Actor-Critic Framework

Revised January 2, 2025

The Policy Gradients note is optional but recommended background reading.

Action-value reinforcement learning methods (e.g., Deep Q-learning) select actions by estimating the expected return for each action in a given state. Policy gradient algorithms, by contrast, (e.g., REINFORCE) optimize a parameterized policy directly. Actor-Critic methods are a hybrid approach, combining these paradigms by separately approximating the policy (the “actor”) and the value function (the “critic”).

venn diagram of action-value, actor-critic, and policy gradients

Image from Policy Gradient, Lectures on Reinforcement Learning (2015) by David Silver.

Actor-critic methods are designed to address the limitations of standard policy gradient approaches. Consider the update rule for REINFORCE, a foundational policy gradient method:

\[ \begin{align}\label{eq:reinforce-update} \theta_{t+1} &= \theta_t + \alpha \gamma^t G_t \nabla_\theta \ln \pi(a_t \mid s_t; \theta) \;. \end{align} \]

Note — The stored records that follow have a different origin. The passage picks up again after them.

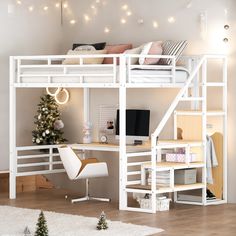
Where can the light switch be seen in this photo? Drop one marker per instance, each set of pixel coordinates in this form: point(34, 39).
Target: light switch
point(11, 9)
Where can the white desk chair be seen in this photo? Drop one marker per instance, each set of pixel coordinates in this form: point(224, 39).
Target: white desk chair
point(82, 169)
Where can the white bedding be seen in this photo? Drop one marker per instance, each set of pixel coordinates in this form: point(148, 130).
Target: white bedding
point(104, 75)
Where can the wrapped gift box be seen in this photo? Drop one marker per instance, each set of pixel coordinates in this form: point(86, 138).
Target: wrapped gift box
point(180, 157)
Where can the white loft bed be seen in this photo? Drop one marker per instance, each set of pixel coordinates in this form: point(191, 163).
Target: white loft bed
point(37, 70)
point(48, 71)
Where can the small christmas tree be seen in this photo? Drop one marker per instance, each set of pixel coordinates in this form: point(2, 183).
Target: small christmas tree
point(102, 223)
point(48, 123)
point(42, 229)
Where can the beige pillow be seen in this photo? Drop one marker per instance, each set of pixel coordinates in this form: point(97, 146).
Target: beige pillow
point(71, 61)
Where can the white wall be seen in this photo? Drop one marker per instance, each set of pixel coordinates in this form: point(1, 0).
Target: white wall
point(187, 26)
point(24, 33)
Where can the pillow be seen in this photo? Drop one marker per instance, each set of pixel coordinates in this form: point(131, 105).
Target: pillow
point(85, 48)
point(152, 48)
point(115, 49)
point(173, 48)
point(98, 46)
point(138, 50)
point(70, 61)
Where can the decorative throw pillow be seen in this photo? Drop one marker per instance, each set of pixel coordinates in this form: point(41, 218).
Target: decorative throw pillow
point(137, 51)
point(72, 61)
point(173, 48)
point(85, 48)
point(98, 46)
point(115, 49)
point(152, 48)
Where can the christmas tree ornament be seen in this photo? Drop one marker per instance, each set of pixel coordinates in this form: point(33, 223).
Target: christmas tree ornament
point(41, 229)
point(58, 124)
point(102, 222)
point(48, 130)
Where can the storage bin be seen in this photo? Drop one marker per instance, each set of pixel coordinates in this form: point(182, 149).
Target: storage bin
point(161, 204)
point(186, 176)
point(180, 157)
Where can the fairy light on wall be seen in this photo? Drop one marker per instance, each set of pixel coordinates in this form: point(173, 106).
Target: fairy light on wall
point(65, 5)
point(125, 7)
point(106, 30)
point(30, 8)
point(171, 19)
point(123, 21)
point(72, 22)
point(129, 13)
point(87, 17)
point(58, 5)
point(59, 92)
point(155, 24)
point(45, 8)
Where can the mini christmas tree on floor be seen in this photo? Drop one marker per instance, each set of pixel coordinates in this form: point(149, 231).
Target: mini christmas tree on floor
point(42, 229)
point(48, 123)
point(102, 223)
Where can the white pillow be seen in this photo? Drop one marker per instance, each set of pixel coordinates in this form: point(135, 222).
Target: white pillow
point(85, 48)
point(94, 60)
point(144, 52)
point(138, 50)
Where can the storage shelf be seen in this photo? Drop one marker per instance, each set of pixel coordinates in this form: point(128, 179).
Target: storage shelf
point(176, 188)
point(180, 142)
point(199, 113)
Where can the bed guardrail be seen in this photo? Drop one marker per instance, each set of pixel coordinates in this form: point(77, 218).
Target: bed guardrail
point(50, 71)
point(34, 160)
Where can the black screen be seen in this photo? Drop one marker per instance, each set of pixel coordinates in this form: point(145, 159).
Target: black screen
point(137, 122)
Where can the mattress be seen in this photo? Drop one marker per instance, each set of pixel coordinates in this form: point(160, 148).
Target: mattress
point(97, 74)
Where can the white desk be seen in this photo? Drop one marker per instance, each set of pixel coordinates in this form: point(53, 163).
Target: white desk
point(111, 147)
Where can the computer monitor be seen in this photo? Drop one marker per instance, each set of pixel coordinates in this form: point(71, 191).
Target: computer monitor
point(137, 124)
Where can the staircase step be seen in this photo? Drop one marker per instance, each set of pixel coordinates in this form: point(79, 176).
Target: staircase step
point(185, 99)
point(199, 113)
point(215, 84)
point(180, 143)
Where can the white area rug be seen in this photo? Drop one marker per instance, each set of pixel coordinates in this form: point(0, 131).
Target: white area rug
point(13, 221)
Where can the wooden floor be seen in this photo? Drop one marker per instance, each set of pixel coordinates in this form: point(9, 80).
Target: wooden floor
point(180, 220)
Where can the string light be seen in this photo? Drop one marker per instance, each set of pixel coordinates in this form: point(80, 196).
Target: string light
point(106, 30)
point(53, 94)
point(155, 24)
point(128, 13)
point(86, 17)
point(65, 5)
point(72, 22)
point(56, 94)
point(189, 4)
point(171, 19)
point(123, 21)
point(45, 8)
point(57, 5)
point(125, 7)
point(31, 8)
point(65, 91)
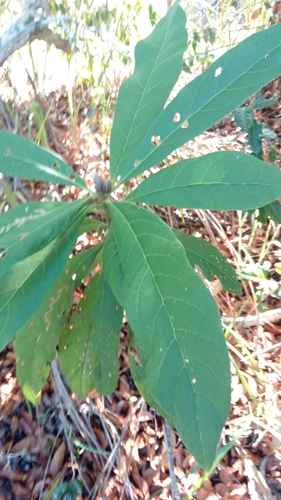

Because Equation \(\eqref{eq:reinforce-update}\) relies on the complete return, \(G_t\), REINFORCE is a Monte Carlo (MC) method. Like other MC methods, REINFORCE can exhibit high variance and sample inefficiency due to its reliance on complete trajectories. Actor–Critic methods replace the Monte Carlo return \(G_t\) in the policy-gradient update with an action-value function \(Q(s_t,a_t;\psi)\), which is estimated using temporal-difference (TD) learning. Because TD uses bootstrapped targets instead of full returns, the resulting gradient estimates have lower variance and improved sample efficiency relative to MC methods.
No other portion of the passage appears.